My Next Adventure

Saturday, December 18, 2010

The Scale

THE NUMBER = 259.0 (+1.3 from last week)

STARTING MEASUREMENTS
Waist = 43.5"
Chest = 47"
Calves = 18.25"
Neck = 17"
Upper Arms = 15"
Thighs = 25"

Every Saturday, I will be weighing-in to track how I am doing toward my weight loss goals. Once a month I will be submitting body measurements and every two months I will be submitting a complete body analysis that is done by Coach Cyndee to show actual physiological changes that are occuring to my body.

The ultimate goal that I am pursuing is an increase in health and fitness with an eye to living long enough to see grandchildren and bounce them on my knee. I am currently 42 and my daughter is 4 (I got a late start with pretty much everything in my life). Assuming my daughter marries later, as the numbers seem to indicate is the current trend and waits to bear children (also the trend), I figure I need to get to 85 to achieve my goals. I also need to be mobile at an increased age. In short, I need to get healthy.

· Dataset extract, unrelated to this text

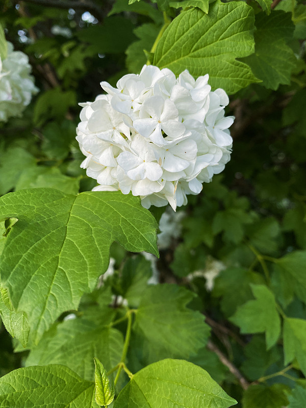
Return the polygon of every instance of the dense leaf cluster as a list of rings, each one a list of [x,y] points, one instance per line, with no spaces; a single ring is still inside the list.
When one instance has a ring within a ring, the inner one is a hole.
[[[40,90],[0,122],[0,407],[304,408],[305,2],[130,3],[0,6]],[[236,117],[159,253],[164,208],[91,191],[75,139],[78,103],[146,63],[208,73]]]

This requires a complete overhaul of most lifestyle habits that I currently carry with me:

1. Diet. Food is the biggest passion and problem for me in one package. Candidly, I have psychological issues with food and work in the Food and Beverage industry at the same time. If someone out there is looking for a subject for their Doctoral Thesis in Psychology, I guarantee you a PhD if you can figure out how to fix me. I am a mess between the ears. I believe the stall in my weight loss can be directly laid at the doorstep of my failure to correct my diet. I need to eat less and eat at a higher quality level. Calories are NOT created equal. With a family, full-time job that requires me to be on my feet 9-11 hours a day and an exercise load of roughly 10-14+ hours a week in preparation for Arizona, I need to eat smart.

2. Exercise. To be fair, I started this process over the last two years, including racing. During 2010, I have been working actively with Coach Cyndee and have built a base. During 2011, I plan to run an aggressive training and race schedule in an effort to achieve my physical goals.

3. Sleep. This is probably the hardest issue for me (even more so than food). I don't sleep enough. As a Sommelier, I work evenings and usually get home around midnight. Schedule issues force me to get up early (a struggle) and get moving. I also suffer from sleep apnea and insommnia, which has been getting better with the increase in exercise.

4. Mental Stability & Endurance. I'm not really sure where I am here, but reading other peoples stories about their participation in endurance sports, it is obvious that you need to work through the pain. As Ray Zahab, endurance runner and athlete, says in the movie Running the Sahara, "[it's] 90% mental and the other 10% is mental". Mental Stability is going to get the diet fixed, mental endurance is going to get me through the exercise and both are going to help with the sleep issue.